The IIS configuration system delegates a lot of configurability to web.config files, which allows for independent control over settings for individual sites, applications, and directories hosted on IIS. This means we can create a Web.config file in the folder containing the proxy (or Web Adaptor for that matter) and only that specific hosted application will be affected. This is important as it allows us to drop in a web.config file routing traffic through Fiddler into the folder containing the Esri resource proxy, while any other applications or sites hosted on the same server remain unaffected.
<?xml version="1.0" encoding="UTF-8"?> <configuration> <system.net> <defaultProxy enabled="true"> <proxy proxyaddress="http://localhost:8888" /> </defaultProxy> </system.net> </configuration>
Using the Esri resource proxy, Fiddler and a web browser all running on the same machine we can make a request through the proxy and see the entire flow of communication returned in Fiddler.

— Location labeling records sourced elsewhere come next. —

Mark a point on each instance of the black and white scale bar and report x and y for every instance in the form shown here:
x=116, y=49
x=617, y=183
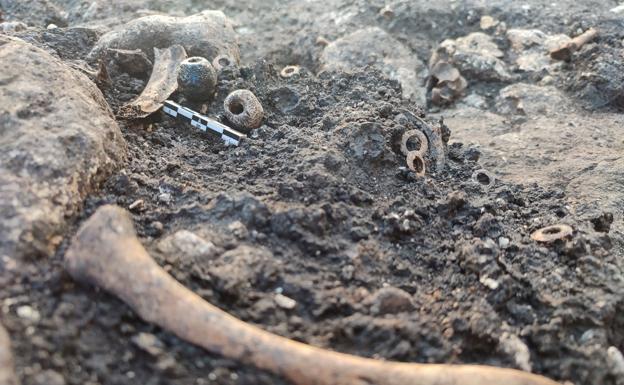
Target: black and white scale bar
x=202, y=122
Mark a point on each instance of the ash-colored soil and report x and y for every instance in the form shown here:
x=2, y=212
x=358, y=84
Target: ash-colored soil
x=318, y=206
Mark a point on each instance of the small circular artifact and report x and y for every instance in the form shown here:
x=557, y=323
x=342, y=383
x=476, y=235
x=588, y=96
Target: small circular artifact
x=483, y=177
x=197, y=79
x=416, y=163
x=408, y=138
x=552, y=233
x=222, y=61
x=289, y=71
x=243, y=109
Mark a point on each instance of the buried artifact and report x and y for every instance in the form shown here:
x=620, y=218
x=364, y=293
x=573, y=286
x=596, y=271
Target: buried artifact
x=123, y=267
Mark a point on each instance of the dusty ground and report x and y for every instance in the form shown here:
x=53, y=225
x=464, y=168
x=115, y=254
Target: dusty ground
x=341, y=226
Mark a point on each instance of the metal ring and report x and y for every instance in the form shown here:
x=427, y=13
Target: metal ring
x=416, y=163
x=289, y=71
x=422, y=140
x=552, y=233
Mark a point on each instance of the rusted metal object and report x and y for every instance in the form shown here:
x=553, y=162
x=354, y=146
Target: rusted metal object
x=162, y=83
x=197, y=79
x=436, y=154
x=565, y=51
x=106, y=253
x=7, y=374
x=552, y=233
x=244, y=110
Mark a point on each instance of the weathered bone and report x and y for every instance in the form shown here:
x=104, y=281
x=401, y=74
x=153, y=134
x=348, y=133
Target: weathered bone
x=107, y=253
x=7, y=374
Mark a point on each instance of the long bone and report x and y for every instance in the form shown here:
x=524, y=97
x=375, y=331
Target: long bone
x=106, y=253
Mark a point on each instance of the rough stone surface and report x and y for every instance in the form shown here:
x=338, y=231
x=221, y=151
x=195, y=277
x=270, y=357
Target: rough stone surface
x=206, y=34
x=477, y=56
x=57, y=141
x=7, y=374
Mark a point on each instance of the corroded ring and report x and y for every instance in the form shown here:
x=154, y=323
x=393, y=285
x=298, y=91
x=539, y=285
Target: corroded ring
x=416, y=163
x=422, y=142
x=552, y=233
x=222, y=61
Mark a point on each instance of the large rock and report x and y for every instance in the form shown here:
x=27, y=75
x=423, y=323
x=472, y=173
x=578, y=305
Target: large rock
x=58, y=140
x=206, y=34
x=375, y=47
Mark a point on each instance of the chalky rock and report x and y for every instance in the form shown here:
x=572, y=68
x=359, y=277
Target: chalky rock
x=197, y=79
x=58, y=141
x=375, y=47
x=12, y=26
x=244, y=110
x=206, y=34
x=7, y=374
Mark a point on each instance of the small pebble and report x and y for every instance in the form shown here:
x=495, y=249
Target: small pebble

To start with, I have a proxy.config file set up to allow access to my secured ArcGIS Online service using OAuth2 authentication. The key parts of the proxy.config for this scenario consist of a URL pointing to a secured ArcGIS Online hosted feature service, along with authentication being provided by a clientId and clientSecret which was obtained from an application hosted within my ArcGIS Online organisation.
Now in a web browser a request is made to a secured service through the proxy page. In the screenshot below, the first session (row) shows the browser’s request to the proxy, the second is the proxy authenticating with ArcGIS Online, and the third is the proxy passing the original request from the browser through to ArcGIS Online.
In this particular instance, , the web browser shows a “token required” message indicating that something is misconfigured.
What we’re seeing in the web browser is the result of the service request being made to ArcGIS Online. Given that we seem to be missing a token, it would be useful to see how ArcGIS Online responded when the proxy attempted to obtain a token. With the Esri Resource proxy setup to send traffic through Fiddler, this becomes simple to observe.
Now we can see that ArcGIS Online was unable to provide a token, due to the client ID specified in the OAuth2 request being invalid.
Going back and checking the client ID of the ArcGIS Online application being used for OAuth2 authentication, I noticed a mistake was made when copying and pasting the information into the proxy.config. After correcting this mistake, the proxy worked as intended.
In this article, we have demonstrated how to configure an application running on IIS to route its traffic through the Fiddler web debugger. This provides us with the valuable troubleshooting ability to expose and observe back-end traffic exchanged by components of an ArcGIS platform running in Microsoft IIS.